Monday, February 25, 2013

The Seventh Commandment (1961)


The Seventh Commandment is included in Something Weird’s Weird Noir DVD boxed set, and weird this one most certainly is.

Ted Mathews (Jonathan Kidd) has just graduated from business college and he sets off with his girlfriend Terry (Lyn Statten) to celebrate. They are involved in a collision with another car. Ted is relatively unhurt and is relieved to find that Terry has survived as well, but when he goes to take a look at the other car it’s obvious that the other driver hasn’t fared so well. Ted takes one look at him and realises he’s dead. He returns to his own car to find that Terry is dead as well. At this point Ted’s head starts to spin and he suddenly develops amnesia. He wanders away from the scene of the accident and goes to sleep under a tree.
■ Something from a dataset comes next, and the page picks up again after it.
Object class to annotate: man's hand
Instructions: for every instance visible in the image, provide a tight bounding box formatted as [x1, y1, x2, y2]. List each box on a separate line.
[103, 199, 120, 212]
The next day he is found by a travelling revivalist preacher, the Reverend Noah Turnbull (Frank Arvidson). Noah assures him that when God wants him to remember his previous life he will. They join together in prayer and Ted undergoes a sudden conversion.

Noah tries to help him to at least remember his name and suggests several possibilities based on the initial T. M. engraved on his watch. The Christian name Tad seems to ring a bell, as does the surname Morgan. So now Ted Mathews becomes Tad Morgan.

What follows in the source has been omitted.